Clovis Rossi - Folha de S.Paulo
Morreu nesta sexta-feira (25) em Havana, Cuba, a esquerda, junto com seu maior ícone, um certo Fidel Castro Ruz, um homem sobre o qual coincidem críticos implacáveis e defensores incondicionais: tinha um carisma extraordinário.
Morre na verdade a esquerda que poderia ter sido e não foi, a que poderia ter sido uma utopia libertária e acabou sendo uma ditadura como tantas outras que ensanguentaram a América Latina.
maQuando nasce a revolução cubana que Fidel Castro liderou, o chamado socialismo real, o da União Soviética, já estava anquilosado, afogado em burocracia e em privilégios para a nomenclatura.
Estamos falando de 1959, apenas três anos depois do esmagamento pelos tanques soviéticos da revolução húngara, uma primeira tentativa de se libertar do jugo ditatorial sem necessariamente jogar fora avanços sociais.
Em Cuba, como de resto na América Latina, a União Soviética era um fenômeno distante, cultuado apenas por um punhado de militantes comunistas e intelectuais seduzidos pelas promessas do socialismo.
O peso real era exercido pelos Estados Unidos, cuja máfia transformara a ilha caribenha num bordel a céu aberto, acariciado pelo azul do Caribe.
O agente cubano do domínio norte-americano era, ainda por cima, um desses ditadores de almanaque (Fulgencio Baptista).
Quando a revolução se livra dele e do que nunca parou de chamar de "imperialismo ianque", foi um imã para toda a América Latina, pontilhada, antes e depois da vitória de Fidel, de ditaduras semelhantes.
Até um crítico feroz do castrismo, como Carlos Alberto Montaner, admite, em artigo para o sítio Infolatam, que Fidel "seria, para sempre, um impetuoso conspirador disposto a mudar o mundo a tiros".
Mudar o mundo, a tiros ou de outra forma, é tudo o que a juventude desejava à época.
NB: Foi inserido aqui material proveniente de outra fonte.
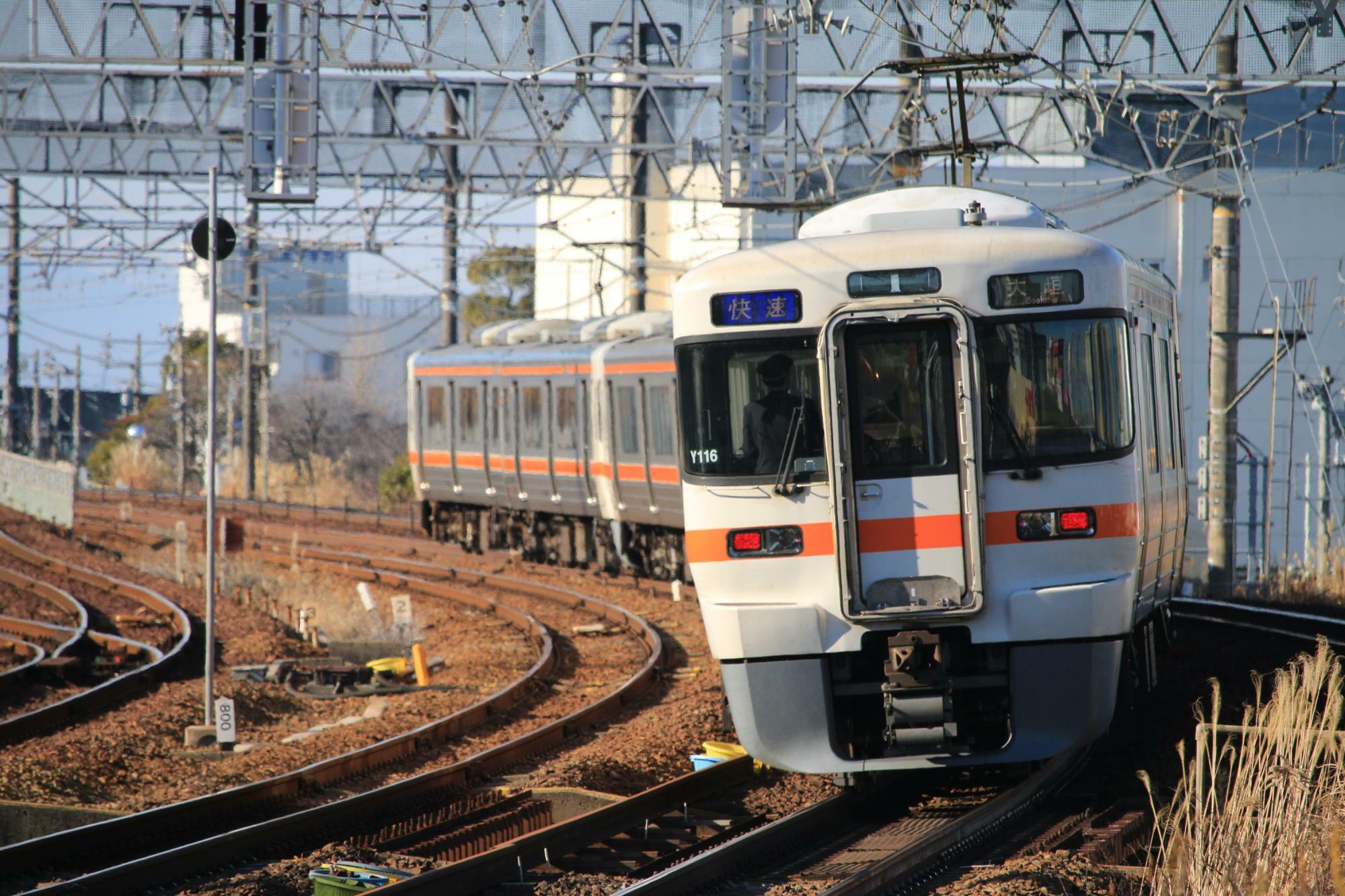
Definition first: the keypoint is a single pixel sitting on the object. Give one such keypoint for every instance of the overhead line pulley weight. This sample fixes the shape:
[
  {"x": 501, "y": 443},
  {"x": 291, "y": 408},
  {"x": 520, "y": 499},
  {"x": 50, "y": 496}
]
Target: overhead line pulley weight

Se continua desejando ou não, é assunto que não cabe em uma crônica sobre os anos de Fidel Castro.
Pena que a utopia foi sendo abandonada, junto com o "socialismo com sabor tropical", que teoricamente substituiria o modelo cinzento da URSS.
Uma das coisas que mais me chocaram na primeira viagem à ilha de Fidel, em 1977, foi acompanhar um congresso da Juventude Comunista e ver que o documento final, repleto de críticas às ditaduras da época na América Latina (Brasil inclusive), não fazia menção à mais sangrenta delas, a da Argentina.
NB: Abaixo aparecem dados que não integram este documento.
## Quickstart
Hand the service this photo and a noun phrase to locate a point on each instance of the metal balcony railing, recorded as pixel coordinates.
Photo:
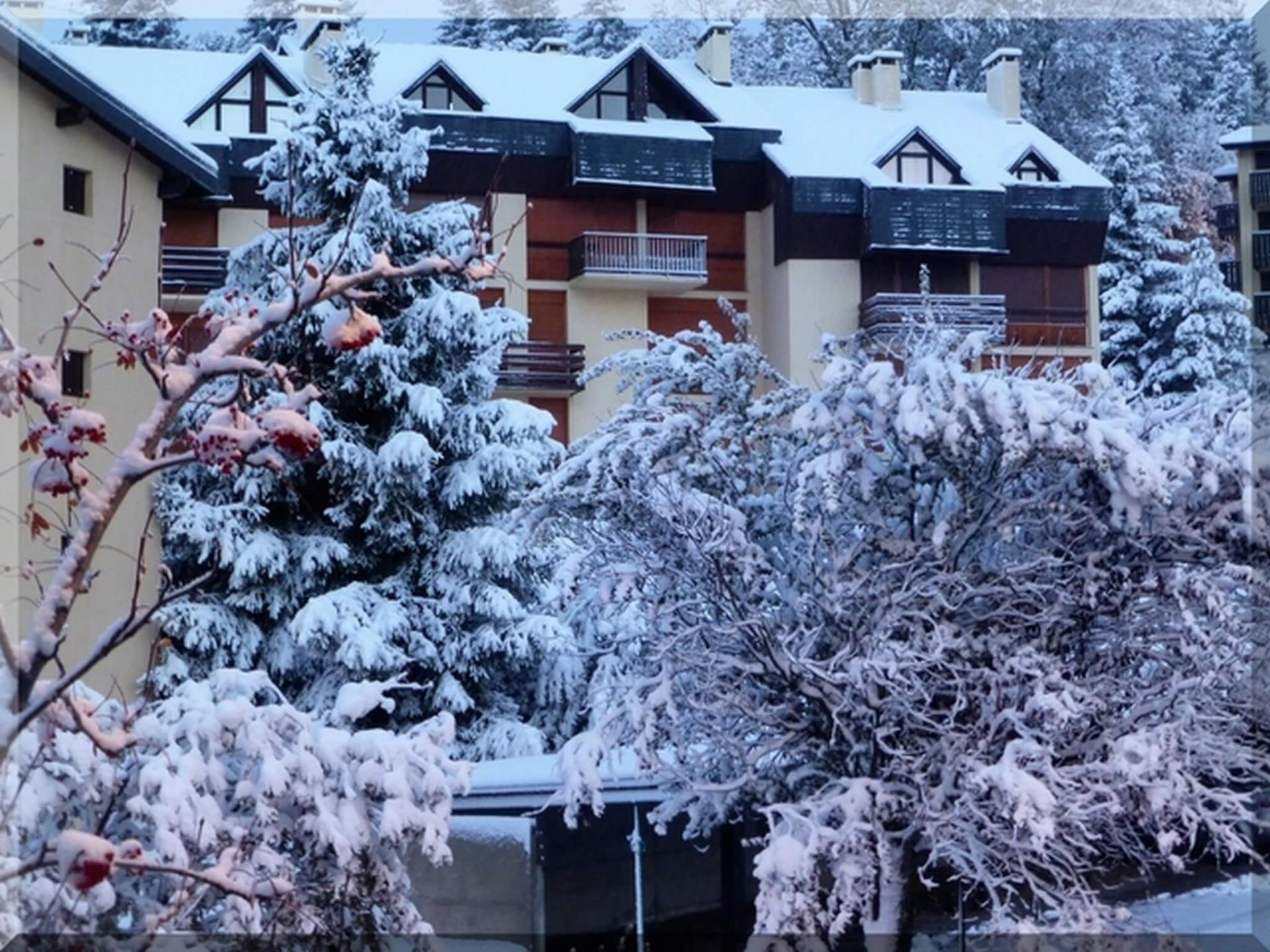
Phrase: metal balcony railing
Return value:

Explicaram-me então que a ditadura argentina estava vendendo carros novos a uma ilha que vivia apenas dos modelos americanos velhos de 20 ou 30 anos e, por isso, não podia ser criticada.
A utopia trocada pela Ford, meu Deus.
A morte do ícone dessa utopia fracassada encontra a esquerda numa tremenda crise, bem analisada pelo geógrafo francês Christophe Guilluy, em recente entrevista para a Folha:
"A esquerda está num estado catastrófico. Ela não consegue mais atingir as categorias populares. Aceitou o liberalismo e o capitalismo e tem dificuldade de assumir isso".
Cuba não aceitou (ainda) o liberalismo mas está aceitando o capitalismo, com imensas dificuldades. Sem Fidel, torna-se ainda menos farol para a esquerda.